Entretien

Arnaud Labelle-Rojoux : « J’aime que le spectateur bute sur la signification »

Artiste, critique et historien de l'art

Par Frédéric Bonnet · Le Journal des Arts

Le 30 décembre 2014 - 791 mots

Avec un art consommé de l’assemblage et de l’association d’idées, Arnaud Labelle-Rojoux prend un malin plaisir à brouiller référents culturels et significations. Il en fait une nouvelle démonstration à la galerie Loevenbruck, à Paris.

Votre exposition insiste sur l’importance de la vitrine de la galerie à travers laquelle on peut la voir. Souhaitiez-vous la théâtraliser ?
J’ai fait une exposition ici même il y a trois ans. Beaucoup de gens viennent de Province pendant la période entre Noël et le jour de l’an et on m’a dit « cette galerie est formidable, car même fermée on a vu l’exposition car c’est une vitrine. » Je me suis donc dit que j’allais faire quelque chose qui, pendant ces fêtes de Noël, corresponde à l’idée de vitrine. Ma deuxième réflexion a ensuite été de me demander ce qu’est une vitrine ? Une vitrine c’est un spectacle : une scène et un écran en même temps, qui est disposé entre soi et la rue.
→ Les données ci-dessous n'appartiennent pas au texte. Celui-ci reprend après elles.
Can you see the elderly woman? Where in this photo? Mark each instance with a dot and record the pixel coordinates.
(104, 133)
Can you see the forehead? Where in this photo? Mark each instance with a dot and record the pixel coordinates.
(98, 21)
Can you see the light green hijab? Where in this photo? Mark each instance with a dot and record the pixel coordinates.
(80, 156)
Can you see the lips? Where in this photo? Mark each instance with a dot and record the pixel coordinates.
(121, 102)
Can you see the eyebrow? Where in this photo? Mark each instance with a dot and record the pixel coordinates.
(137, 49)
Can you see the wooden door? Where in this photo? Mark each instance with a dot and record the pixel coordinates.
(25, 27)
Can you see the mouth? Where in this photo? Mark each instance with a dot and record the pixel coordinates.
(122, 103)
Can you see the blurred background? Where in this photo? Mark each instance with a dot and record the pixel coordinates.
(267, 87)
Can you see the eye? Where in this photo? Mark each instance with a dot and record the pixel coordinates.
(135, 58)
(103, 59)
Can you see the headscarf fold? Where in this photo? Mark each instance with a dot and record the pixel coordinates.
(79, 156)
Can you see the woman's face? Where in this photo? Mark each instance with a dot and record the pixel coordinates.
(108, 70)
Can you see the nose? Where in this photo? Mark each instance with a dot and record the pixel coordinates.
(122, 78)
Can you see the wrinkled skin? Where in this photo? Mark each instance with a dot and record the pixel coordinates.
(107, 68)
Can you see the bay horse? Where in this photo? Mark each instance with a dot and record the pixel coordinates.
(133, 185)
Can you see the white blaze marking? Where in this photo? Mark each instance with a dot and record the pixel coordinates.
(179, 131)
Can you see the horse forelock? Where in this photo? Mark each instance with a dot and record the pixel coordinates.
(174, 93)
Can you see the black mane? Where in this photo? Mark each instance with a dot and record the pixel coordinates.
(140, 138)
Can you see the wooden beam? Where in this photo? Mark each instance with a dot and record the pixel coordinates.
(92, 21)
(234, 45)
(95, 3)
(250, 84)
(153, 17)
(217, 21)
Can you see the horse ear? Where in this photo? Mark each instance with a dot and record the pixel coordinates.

Et c’est un spectacle figé, du théâtre d’objets en fait. C’est donc de la théâtralité en effet, et pour reprendre ce qu’en dit Roland Barthes, c’est du théâtre sans texte. Et le souvenir qui m’est revenu de ce que pouvait être le théâtre sans texte, c’est d’avoir vu enfant Les Indes galantes de Jean-Philippe Rameau à l’opéra. J’avais été assez fasciné par ces tableaux avec les Indiens, les Péruviens, un volcan, etc. Il y avait une espèce de magie liée à l’aspect évocateur des objets proposés, les plumes, l’exotisme. J’ai repensé à cette idée de faire des tableaux et dans l’art contemporain une chose m’avait frappé, lorsque Mike Kelley avait montré au Frac Poitou-Charentes To Be Read Aloud, la pièce de dialogue qu’il avait faite avec Franz West. Il avait mis cela en scène, mais de façon complètement incongrue, avec quatre tableaux : western, carnaval, etc. Je me suis dit que cette idée du « non sense », qui donc n’a pas de sens a priori mais qui finalement fait spectacle, c’était ce que je voulais faire.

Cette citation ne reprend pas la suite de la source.